The third quarter has done a pretty good job so far of debunking the old Wall Street advice to “sell in May and walk away,” as anyone doing so would have locked in some big losses and missed out on a very healthy start to current quarter. While most of the year was dominated by energy names, there is a new boss on the block, and by block I mean blockchain.
Of the top 25 non-leveraged exchange-traded funds so far this quarter, all but five are crypto- or blockchain-focused. Returns range from the top dog, the ProShares Bitcoin Strategy ETF (BITO), which is up 25.2% for the quarter so far, First Trust Skybridge Crypto Industry & Digital Economy ETF (CRPT) and its 51.12% gain.

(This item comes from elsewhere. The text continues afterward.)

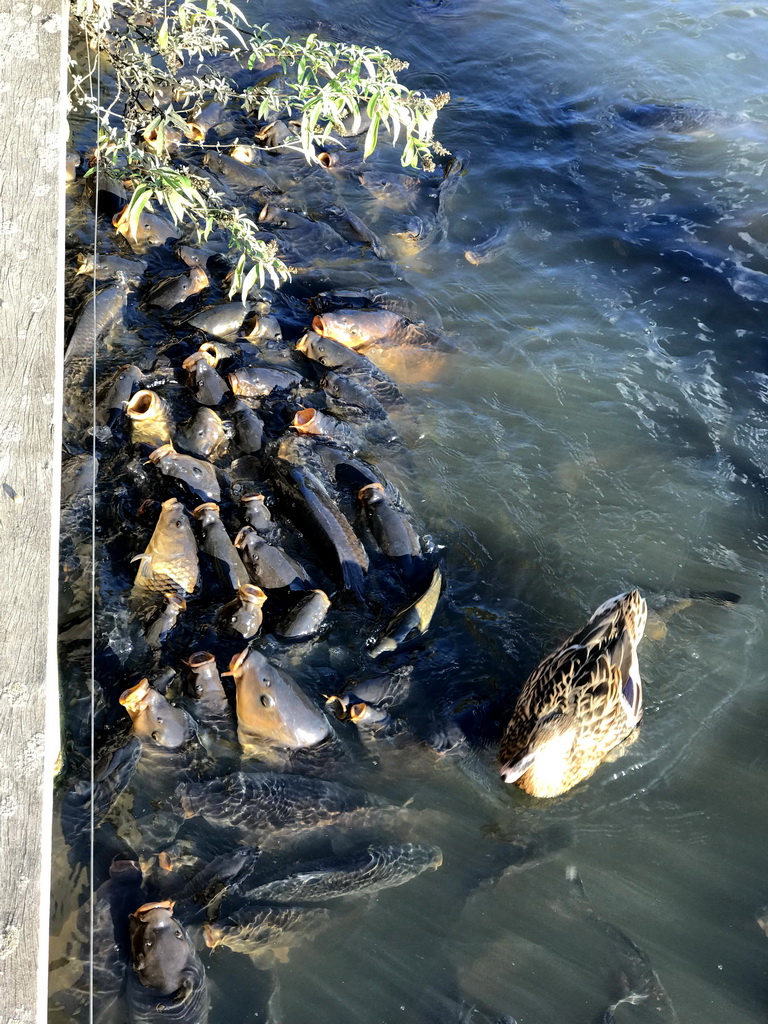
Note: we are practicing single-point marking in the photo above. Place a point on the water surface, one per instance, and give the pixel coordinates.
(601, 426)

But funds that sound like they provide the same or similar exposures will often provide different results for investors, and this is a good example. So I pulled four funds from this list and ran some attribution so we can get a better understanding of what drove returns for each product.
The other top winning funds are Bitwise Crypto Industry Innovators ETF (BITQ) (with 46.13% gain), the Global X Blockchain ETF (BKCH) (43.76%), and Grayscale Future of Finance ETF (GFOF) (30.91%).

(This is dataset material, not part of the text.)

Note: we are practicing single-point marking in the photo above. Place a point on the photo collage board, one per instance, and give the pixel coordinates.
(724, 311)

CRPT is the only actively managed portfolio of the bunch. Index methodology for the other funds can be found via these links: BITQ (Bitwise Crypto Innovators 30 Index), BKCH (Solactive Blockchain Index), and GFOF (Bloomberg Grayscale Future of Finance Index). From what I can tell, the ETF issuers developed the intellectual property behind the indices and have contracts with various index providers for calculation services, as opposed to the index providers creating these indices and pitching them to the issuers to launch products.
However, the Bitwise index is the only one that has selection criteria that I can stand behind, meaning that the index has set a 75% “Tier 1” threshold for income exposure to crypto-related services or net asset exposure directly to cryptocurrencies. “Tier 2” names can be lower, but only 20% of the index can be weighted in Tier 2 names. The Solactive index tracked by BKCH has a similar “Pure Play” and “Diversified” approach, but the threshold there is set at only 50%. The Bloomberg the index tracked by GFOF has a multi-factor qualification process, but the income factor also classifies exposures above 50% as “High”. Although there is no index methodology for CRPT prospectus outlines that income exposure of over 50% in a current activity is enough to pass.
Before I get into what drove the quarterly returns for these funds, I want to mention overlap between them, which is what percentage of holdings are held in common across all the funds. Looking at CRPT and its 31 holdings, it has 39% overlap with BKCH and GFOF, and 58% overlap with BITQ, meaning if you own CRPT it’s like having a 58% exposure to BITQ.
One thing that struck me was that in all four funds, the bottom 10 contributors to performance over the period were net additive to returns, and in fact, apart from BKCH, each fund had only one name that lost ground over the period, including BITQ: CME Group (CME) (-3.51%), First Trust SkyBridge Crypto Ind and Digi Econ (CRPT): Meta Platforms (META) (-0.66%); and, GFOF: BC Technology Group (BTCCF) (-23.71%). Downers in BKCH include Bigg Digital Assets (BBKCF) (-7.64%), Greenbox (GBOX) (-25.54%) and SOS Ltd. (SOS) (-37.74%).
In the 40 potential slots that make up the top 10 contributors to returns for these funds, there are only 17 unique tickers, and some funds that own both US and Canadian-listed stocks drop to 14. Of those 14, the five. names that had the biggest positive impact on average across all four funds are Marathon Digital Holdings (MARA), Riot Blockchain (RIOT), Coinbase (COIN), Silvergate Capital (SI), and Galaxy Digital Holdings (GLXY). All five names are held in all funds and across the board are among the top five or six contributors to return.
These results are all impressive. I like how all of these funds seem to draw within the lines of crypto and the crypto industry, although I’m not crazy about names like Interactive Brokers ( IBRK ), Alphabet ( GOOGL ) ( GOOG ), and Meta popping up on CRPT. Much like another gold rush from 1849, selling picks and shovels appears to be a better long-term approach than gaining exposure to the actual commodity, as evidenced by BITO’s quarter-to-date returns compared to these funds. If I had to pick a fund out of these for crypto and crypto industry exposure, I’d have to go with the Bitwise Crypto Industry Innovators ETF, if only for the focus on income exposure. If you think this trend is likely to continue in the near to medium term, BITQ might be worth a closer look.